Começou. E lá está o ser humano no seu estado mais primitivo. Nu. Estão ali também cinco tonéis de metal azul cheios de banha. O sebo bovino, que se usa pra fazer sabão, endureceu dentro do recipiente e precisa ser remexido e arremessado ao chão. Corpos tatuados, lisos, peludos, femininos e masculinos se misturam ao material revirado. O gênero dessas quatro pessoas que vejo não me parece importante. São pessoas.
O piso fica escorregadio e os movimentos lentos precisam ser mais fortes e precisos. Gordura treme.
Fico com vontade de me aproximar e oferecer ajuda quando vejo que todos param ofegantes. Já existe cansaço em seus olhares. Vão se formando pequenos montes de sebo pelo chão. Ouço diversas pessoas dizendo que o cheiro da banha é insuportável. Gordura incomoda.

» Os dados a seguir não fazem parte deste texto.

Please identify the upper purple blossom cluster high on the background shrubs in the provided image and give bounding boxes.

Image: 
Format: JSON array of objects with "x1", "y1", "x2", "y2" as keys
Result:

O artista, Miro, se inclina sobre os tonéis. Talvez mais fácil do que tirar a banha de dentro, seja esfregar o corpo diretamente nela. Senta e respira fundo. Gordura cansa.

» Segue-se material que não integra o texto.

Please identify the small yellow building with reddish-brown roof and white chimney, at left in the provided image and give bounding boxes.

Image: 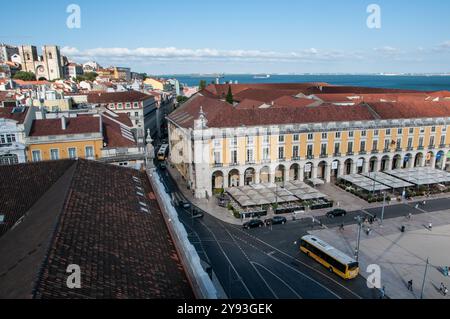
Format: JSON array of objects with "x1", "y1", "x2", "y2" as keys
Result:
[{"x1": 27, "y1": 116, "x2": 103, "y2": 162}]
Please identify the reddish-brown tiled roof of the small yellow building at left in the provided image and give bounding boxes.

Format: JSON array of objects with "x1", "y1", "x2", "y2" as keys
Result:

Os corpos estão cobertos de suor. Gordura frustra.
Por maior que seja o esforço de todos, parece que a banha não quer sair. Quem sabe se deitarem? Um a um, os barris cheios vão sendo virados para o chão. Gordura pesa.

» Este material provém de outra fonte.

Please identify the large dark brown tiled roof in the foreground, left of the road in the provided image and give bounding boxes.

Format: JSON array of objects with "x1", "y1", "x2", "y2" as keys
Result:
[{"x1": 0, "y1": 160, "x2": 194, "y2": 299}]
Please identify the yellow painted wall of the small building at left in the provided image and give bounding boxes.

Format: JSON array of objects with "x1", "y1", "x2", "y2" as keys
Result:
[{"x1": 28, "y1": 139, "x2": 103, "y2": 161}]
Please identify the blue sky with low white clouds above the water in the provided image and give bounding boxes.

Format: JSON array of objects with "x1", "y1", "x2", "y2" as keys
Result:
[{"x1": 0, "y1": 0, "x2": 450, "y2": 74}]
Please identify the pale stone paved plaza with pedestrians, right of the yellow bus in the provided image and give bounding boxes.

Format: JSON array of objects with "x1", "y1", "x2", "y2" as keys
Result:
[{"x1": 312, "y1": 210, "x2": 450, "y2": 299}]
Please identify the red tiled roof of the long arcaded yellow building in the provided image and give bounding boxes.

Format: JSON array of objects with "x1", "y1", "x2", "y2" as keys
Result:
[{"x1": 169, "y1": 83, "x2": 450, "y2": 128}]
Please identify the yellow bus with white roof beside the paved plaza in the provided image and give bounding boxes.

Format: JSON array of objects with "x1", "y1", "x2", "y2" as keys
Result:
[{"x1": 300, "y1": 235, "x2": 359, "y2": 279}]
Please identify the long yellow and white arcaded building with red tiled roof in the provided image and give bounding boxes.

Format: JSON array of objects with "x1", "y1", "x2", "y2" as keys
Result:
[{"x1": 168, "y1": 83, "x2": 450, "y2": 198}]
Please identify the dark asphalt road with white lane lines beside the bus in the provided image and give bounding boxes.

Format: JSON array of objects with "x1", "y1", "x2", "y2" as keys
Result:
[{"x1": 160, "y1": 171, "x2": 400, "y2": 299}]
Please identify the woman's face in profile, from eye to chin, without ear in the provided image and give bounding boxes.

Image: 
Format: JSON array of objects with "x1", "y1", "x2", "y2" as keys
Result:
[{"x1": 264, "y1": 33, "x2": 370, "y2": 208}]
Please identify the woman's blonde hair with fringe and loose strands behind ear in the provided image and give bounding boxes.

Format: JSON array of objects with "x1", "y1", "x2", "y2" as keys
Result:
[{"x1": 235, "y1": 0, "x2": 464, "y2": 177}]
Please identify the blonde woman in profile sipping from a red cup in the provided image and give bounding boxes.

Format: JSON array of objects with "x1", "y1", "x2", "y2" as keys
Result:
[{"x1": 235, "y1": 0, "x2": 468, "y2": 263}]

Sentados, agora eles tentam pisar no sebo endurecido. Aos poucos o material se solta e cai ao redor deles. Gordura esparrama.
O cheiro ainda incomoda algumas pessoas. Gordura afasta.
A tensão se dissipa entre eles, as pessoas ao redor não importam. Estão todos confortáveis no meio de toda aquela bagunça. Alguém pisoteia a gordura enquanto um corpo balançava no chão, eles riem. Rio eu também. Gordura também é leve.
Gordura Trans de Miro Spinelli é um projeto seriado em três partes. Este texto descreve a primeira ação intitulada gordura trans, apresentada em Frestas em 11/08.